Look for rendering problems
Google Chrome offers an easy way to spot animation jank. Scroll through your site with these tools turned on and click on interactive elements to uncover areas where the user experience might need some love and attention.
Third party assets can sometimes keep running in the background and make your website feel sluggish. So even though CSS would be the primary logical area to look for improvements when discovering visual jank, scripts can slow down the browser enough for it to not have enough resources left to maintain 60fps while interacting with the site. Aim at butter-smooth interactivity.
Test on low powered devices
Although in some parts of the words the internet is becoming faster by the day and the devices are being increasingly more powerful, that’s not necessarily the norm world-wide.
Things will most likely be very fast on flagship devices (if your site is slow even on such a device, you need to urgently invest some time into improving your site), but you need to look beyond them. Take your old phone, dust it off and see how fast (or slow) your website loads on an average device.
Automated tools can only do so much, and their input is definitely useful in highlighting areas with the biggest problems, but there’s nothing more useful in order to bring all performance efforts home as a thoughtful and thorough analysis of all the pieces that make a website and how they work together.

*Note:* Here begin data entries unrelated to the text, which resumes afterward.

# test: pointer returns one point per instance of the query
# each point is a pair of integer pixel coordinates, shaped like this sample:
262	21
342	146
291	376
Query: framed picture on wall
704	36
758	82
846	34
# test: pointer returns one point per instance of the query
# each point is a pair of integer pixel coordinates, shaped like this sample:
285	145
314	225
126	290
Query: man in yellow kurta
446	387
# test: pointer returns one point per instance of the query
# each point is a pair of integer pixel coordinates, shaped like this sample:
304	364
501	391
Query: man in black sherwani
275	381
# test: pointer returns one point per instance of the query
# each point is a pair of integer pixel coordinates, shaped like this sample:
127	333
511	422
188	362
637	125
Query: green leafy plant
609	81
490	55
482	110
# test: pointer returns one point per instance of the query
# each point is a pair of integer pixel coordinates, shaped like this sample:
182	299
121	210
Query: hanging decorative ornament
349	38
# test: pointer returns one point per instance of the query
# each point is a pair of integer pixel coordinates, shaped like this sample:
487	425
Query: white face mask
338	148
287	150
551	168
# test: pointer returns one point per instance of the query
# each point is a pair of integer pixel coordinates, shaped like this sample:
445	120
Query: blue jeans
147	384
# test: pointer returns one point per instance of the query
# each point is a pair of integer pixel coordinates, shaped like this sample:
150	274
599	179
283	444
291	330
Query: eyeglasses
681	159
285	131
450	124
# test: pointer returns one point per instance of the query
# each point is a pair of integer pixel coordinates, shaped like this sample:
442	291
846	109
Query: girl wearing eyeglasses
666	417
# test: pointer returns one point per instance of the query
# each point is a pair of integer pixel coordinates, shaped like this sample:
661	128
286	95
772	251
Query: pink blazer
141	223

Even though testing your website against the plethora of online web performance testing tools available is a good starting base, taking it a notch further is definitely worth it and your users will appreciate it – by staying longer on your website and coming back again and again.
So, you’ve done all of the above and are ready to hit your home run? Well, now it’s time to really flex your muscles and turn your website into a Progressive Web App… but we’ll talk about that some other time.
One thought on “Improving Google Page Speed isn’t enough”
This is a good one, Mike.
One minor suggestion, though, activating Rocket Loader from CloudFlare can cause issues with Google AdSense. Both rev wise and loading wise. You might wanna look into that.